Tüm medyanın dayanışma içerisinde halkın hizmetine koştuğu dönemlerden Türkiye'deki 20 yy. döneminin medyasına geldiğimizde pek çok şeyin değiştiğini görüyoruz. Babıâli döneminde gazeteciler daha dayanışma içerisindeyken şimdi medya sitelerinde polemiklerden geçilmiyor. Bu sitelerden biri de www.gazeteciler.com. Sitenin yöneticisi Gazeteci Hadi Özışık, sitede gazetecilerin, yazarların dertlerini anlattığını söylüyor. Hadi Özışık'a göre, teknoloji iyi kullanılırsa gazeteciliğe hız kazandırır. Özışık, “Eskiden gazeteciler Babıâli yokuşundan çıkıp inerken birbirleriyle sohbet ederlerdi, şimdiyse medya siteleri vasıtasıyla birbirleriyle tartışabiliyorlar” diyerek tartışmaya katılıyor.
Babıâli döneminde şartlar çok daha zordu. Ama aynı zamanda ilişkilerin toplumla meslek erbabı arasındakiler açısından da daha samimi, içten şenlikli olduğu dönemdi. O beyaz kâğıda can verenin insan olduğu bilinci vardı. Şimdi plazalarda büyük kalabalıklarla çalışılıyor. Bu insanların medyaya can verdiği konusu göz ardı ediliyor. Sanayileşmenin etkisiyle içine kapalı, toplumdan haberdar ama toplumun içinde olmayan bir yaşam biçimi eskisinin yerini aldı. Gazeteleri okuyorum.
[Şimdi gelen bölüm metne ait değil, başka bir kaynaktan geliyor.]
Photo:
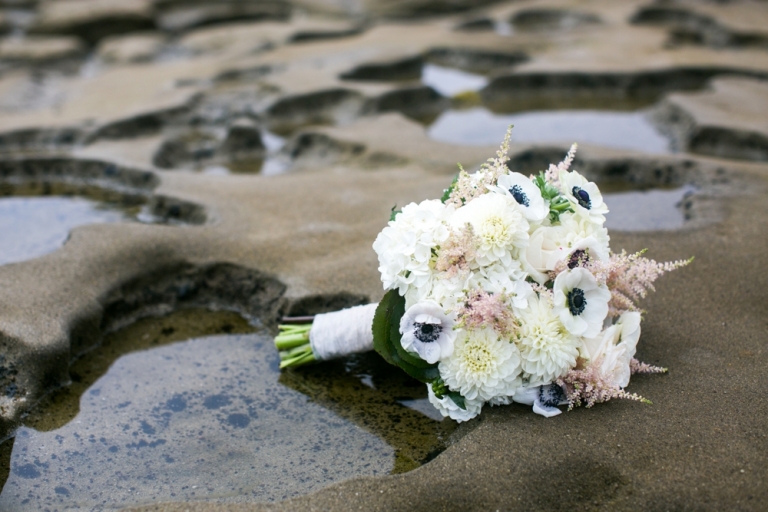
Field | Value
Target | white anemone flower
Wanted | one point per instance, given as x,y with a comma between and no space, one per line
615,347
483,366
526,194
580,302
499,226
544,399
427,331
584,195
547,348
448,408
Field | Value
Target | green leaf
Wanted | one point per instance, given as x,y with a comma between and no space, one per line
447,191
386,339
382,320
456,397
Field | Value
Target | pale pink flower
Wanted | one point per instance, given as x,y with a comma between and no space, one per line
589,386
456,252
482,309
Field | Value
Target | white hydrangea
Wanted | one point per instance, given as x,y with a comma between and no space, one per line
405,246
547,349
500,227
498,279
482,365
549,245
448,408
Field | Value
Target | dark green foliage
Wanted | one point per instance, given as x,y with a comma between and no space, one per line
557,203
386,339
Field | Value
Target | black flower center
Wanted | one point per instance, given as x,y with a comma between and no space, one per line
551,395
579,257
576,301
427,333
519,195
582,196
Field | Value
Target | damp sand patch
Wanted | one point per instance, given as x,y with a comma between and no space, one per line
211,418
615,129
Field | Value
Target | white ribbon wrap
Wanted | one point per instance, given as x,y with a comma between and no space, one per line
341,333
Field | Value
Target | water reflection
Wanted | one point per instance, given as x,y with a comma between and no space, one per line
449,81
479,126
36,218
212,419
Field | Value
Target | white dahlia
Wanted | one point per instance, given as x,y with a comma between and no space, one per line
526,194
482,366
448,408
547,348
499,226
584,195
427,331
615,347
580,302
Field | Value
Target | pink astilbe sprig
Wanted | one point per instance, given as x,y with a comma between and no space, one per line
588,387
553,173
456,252
482,309
630,277
636,366
471,186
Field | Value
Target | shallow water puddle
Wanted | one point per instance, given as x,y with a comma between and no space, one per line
480,127
36,218
646,210
449,81
211,419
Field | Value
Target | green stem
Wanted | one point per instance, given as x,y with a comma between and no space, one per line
293,345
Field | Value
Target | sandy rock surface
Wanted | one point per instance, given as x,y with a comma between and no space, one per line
267,143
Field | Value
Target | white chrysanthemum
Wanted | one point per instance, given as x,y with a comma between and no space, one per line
580,302
449,409
547,348
580,227
525,193
584,195
405,246
499,280
499,226
482,366
616,346
586,250
427,331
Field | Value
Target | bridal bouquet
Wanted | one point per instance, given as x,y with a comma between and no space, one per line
503,290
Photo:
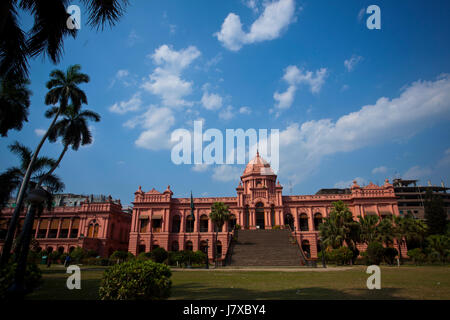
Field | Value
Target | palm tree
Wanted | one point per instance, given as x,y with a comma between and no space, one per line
48,31
385,231
63,87
14,102
73,129
219,214
406,229
10,180
368,228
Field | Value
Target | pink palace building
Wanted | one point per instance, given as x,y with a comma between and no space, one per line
160,220
96,223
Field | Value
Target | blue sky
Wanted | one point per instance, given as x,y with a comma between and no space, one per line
349,102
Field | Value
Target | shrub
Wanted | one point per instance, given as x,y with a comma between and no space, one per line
159,255
144,256
78,254
341,255
33,278
417,255
136,280
389,255
121,256
375,253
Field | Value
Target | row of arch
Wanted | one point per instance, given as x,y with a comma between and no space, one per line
188,246
303,221
203,224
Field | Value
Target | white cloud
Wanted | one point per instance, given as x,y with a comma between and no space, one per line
211,101
40,132
245,110
381,169
417,172
200,167
347,184
165,81
277,15
294,77
156,123
227,173
420,104
123,107
351,63
227,113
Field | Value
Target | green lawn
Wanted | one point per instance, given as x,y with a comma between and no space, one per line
407,282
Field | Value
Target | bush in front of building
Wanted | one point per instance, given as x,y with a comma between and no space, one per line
374,253
121,256
389,255
417,256
136,280
33,277
340,256
159,255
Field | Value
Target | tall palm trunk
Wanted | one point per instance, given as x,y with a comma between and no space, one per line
54,167
21,197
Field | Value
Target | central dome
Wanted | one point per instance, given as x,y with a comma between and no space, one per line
258,165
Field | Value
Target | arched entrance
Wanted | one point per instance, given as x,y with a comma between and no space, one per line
259,215
289,220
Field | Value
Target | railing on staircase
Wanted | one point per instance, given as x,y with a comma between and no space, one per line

Bir kendi işiyle uğraşanlar, bir de kendi işiyle uğraşanlarla uğraşanlar var. Birbirlerini tanımayan insanlar birbirleri hakkında yorumda bulunuyorlar. Babıâli'de haset dolu, hakaretli yaklaşımlarla sütun dolduramazdınız. Eskiden fikir öndeydi. Şimdi ise, gazeteciler gelişen teknolojiyle daha rahat çalışıyor ama teknoloji sadece hızı getirir, derinliği insan oluşturur. Gazeteciler şimdi yüz yüze gelemiyor. Sosyal ilişkiler daha zayıf. Tartışmalar medya sitelerine taşındı. Burada da zaman içinde yeni bir üslubun, ahlakın, karşılıklı ilişkinin gerektirdiği saygının oluşacağını umut ediyorum. Öte yandan teknoloji sosyolojik bir gelişme. Teknoloji gelişir ama mesleğin özü ve kuralları değişmez. Ben teknoloji nedeniyle bunların olduğuna inanmıyorum, bizde mesleğin özü ve kuralları çalışmıyor.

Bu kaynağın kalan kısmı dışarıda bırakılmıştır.